Tonight, I had a family thing in the evening. I had hoped to meet up with everyone afterwards… depending, of course, on what time it ended. After the thingy ended, I drove out to the West side from Monterey Park (instead of going home to the South Bay) to try and see everyone. However, because of logistics and faulty communication, it didn't happen either. Needless to say, based on the way things had been going over the past few days, plus the fact that I felt like a total idiot driving out to the West side, it left me feeling "not so fresh." 

Right now, I have so many conflicting feelings and unanswered questions in life. I just feel so alone and isolated right now… it's so hard to work through these issues. While I have a fabulous therapist, I am the one who has to walk this road… and it's so scary when you're doing it alone. 

I'm not asking for anyone's sympathy… this is just my way of expressing my innermost feelings... and the fact that I feel so alone.   Many may ask "is this girl ever happy?" I guess that when things go well, I don't feel a need to blog very often… it's when the road is much bumpier that I just feel the need to express my feelings.

In looking over my life, I know that I need a serious drama-ectomy... you know, a procedure to remove all of the drama in my life. Will that work? I hope so… although I don't have as much drama as many of my friends. However, energy (and time) spent dealing with drama, whether it be time spent writing pointless emails or going out and being disappointed, is energy not being spent working on me.

To that end, I'm thinking of withdrawing from everything… the online life as well as translife too.

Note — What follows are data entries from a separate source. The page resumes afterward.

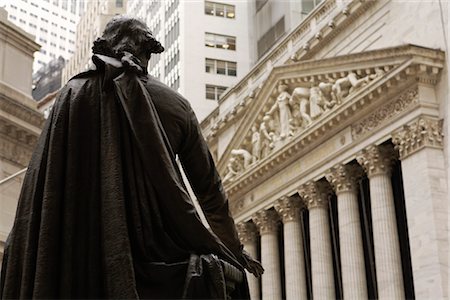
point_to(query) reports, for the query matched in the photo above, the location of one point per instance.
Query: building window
(220, 10)
(214, 66)
(308, 6)
(220, 41)
(270, 37)
(260, 4)
(213, 92)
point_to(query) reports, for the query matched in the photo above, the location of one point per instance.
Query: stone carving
(284, 111)
(318, 103)
(344, 178)
(239, 161)
(301, 95)
(256, 143)
(376, 159)
(233, 169)
(315, 194)
(288, 208)
(423, 132)
(267, 137)
(386, 112)
(247, 232)
(266, 221)
(296, 111)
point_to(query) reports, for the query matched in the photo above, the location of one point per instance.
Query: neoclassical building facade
(333, 151)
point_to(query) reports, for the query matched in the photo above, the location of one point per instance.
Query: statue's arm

It just doesn't seem worthwhile… I mean, I spend so much time trying to connect with people online and in real life… but I still feel so alone in the world as I'm dealing with all of this stuff. I haven't decided what I'd like to do yet… however, if you don't see or hear from me for awhile, you'll know. 

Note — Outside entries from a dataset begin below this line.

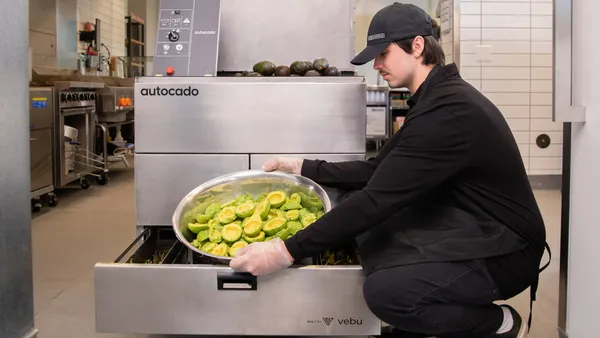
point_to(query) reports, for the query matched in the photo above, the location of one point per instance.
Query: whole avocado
(264, 68)
(332, 71)
(320, 64)
(282, 71)
(298, 68)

Well, if nothing, at least I have my Bear Bear; he loves me unconditionally and is always there for me.'

I hope everyone has a fantastic Sunday…

Kacee

Saturday, July 21, 2007

Bleary eyed channel surfing

It's 2.30am and I should have gone to bed a long time ago.

I mean, I've had a busy day and had a nice evening… I got back home and figured I'd just get into bed and fall asleep.

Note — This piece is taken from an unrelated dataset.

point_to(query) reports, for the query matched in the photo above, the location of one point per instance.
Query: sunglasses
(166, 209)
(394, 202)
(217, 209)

However, I fell into the same trap as always… channel surfing while in bed. TNT was showing A.I. tonight and its one of those movies that I'll watch if it's on.

If you haven't seen it, it's the story of David, a robot boy, who lives with a human family. He's initially accepted as a member of his new family and bonds emotionally with them, especially the mother. Eventually, problems arise and the mother abandons him in the middle of a forest, mainly because he's an android and can never be a real boy. He spends the rest of the movie looking for "The Blue Fairy" (from Pinocchio) in the hope that she can make him a real boy… so that his mother will love him.

I've never really thought about why this movie always struck a chord with me, but watching it today, I had a revelation. The reason why I like this movie is because I identify with David and his quest for love and affection.

I, like David, have been on a life long quest to find my own personal "Blue Fairy," in the hope that I'll feel loved and accepted.   However, I really don't know what my "Blue Fairy" is or what she'll do, just that I hope she help me find the object of my quest.

Some people will tell me, "Kacee, you don't need to find a 'Blue Fairy' to feel loved." However, I have to disagree since I don't feel it; I still feel lonely, isolated and that I don't fit in with anyone, whether it's with my 'boy life' friends or even my tg friends.  So, until things change, the search continues...

In the end, David eventually finds the Blue Fairy and, more importantly, love and happiness (at least for a little while). . . I just hope that, at the end of my story,  I can find that same happiness and love.